We went in together.
The room smelled exactly like Daniel — cedar, leather, the particular expensive cologne he wore every single day, a scent I had once associated with safety and now associated with something else entirely. The desk was large and dark-stained and completely cleared of surface clutter in the way that overly controlled spaces always are. Eli crossed the room without hesitating, crouched beside the desk, and pressed a hidden latch built into the side panel near the base.
A small section of the panel clicked and swung inward.
Inside the hidden compartment, neatly arranged: a flash drive. A passport — second one, different name, same photograph. A stack of insurance paperwork, crisp and organized. And a manila folder with my full name written across the front in Daniel’s recognizable, precise handwriting.
I opened the folder.
A life insurance policy. My name on the insured line. My signature on the consent page — forged, but done with enough care that someone unfamiliar with my handwriting would never question it. The amount was substantial. The named beneficiary was Daniel Whitmore. The date the policy had been originated was eight days prior.
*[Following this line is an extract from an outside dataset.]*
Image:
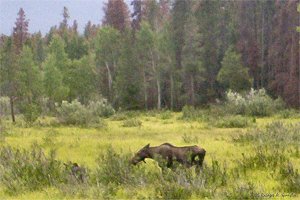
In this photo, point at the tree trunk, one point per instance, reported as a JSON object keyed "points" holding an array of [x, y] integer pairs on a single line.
{"points": [[109, 81], [172, 91], [145, 91], [192, 91], [157, 82], [12, 109], [158, 94]]}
Eight days before this Thursday afternoon.
I set the folder aside and looked at what lay beneath it.
Files. Two of them. Each labeled with a woman’s name I did not recognize. Inside each file were pages of handwritten notes — detailed, methodical, written in the same cold and efficient language that Daniel brought to everything he considered a practical matter. Notes about each woman’s daily schedule. Observations about how isolated they were. Assessments of how many close family members lived within driving distance. Evaluations, written plainly and without any apparent emotion, of how quickly — or rather, how slowly — anyone might begin to ask difficult questions if something were to happen to them.
I read enough to understand everything.
I put every document, every file, the flash drive, and the passport into my bag.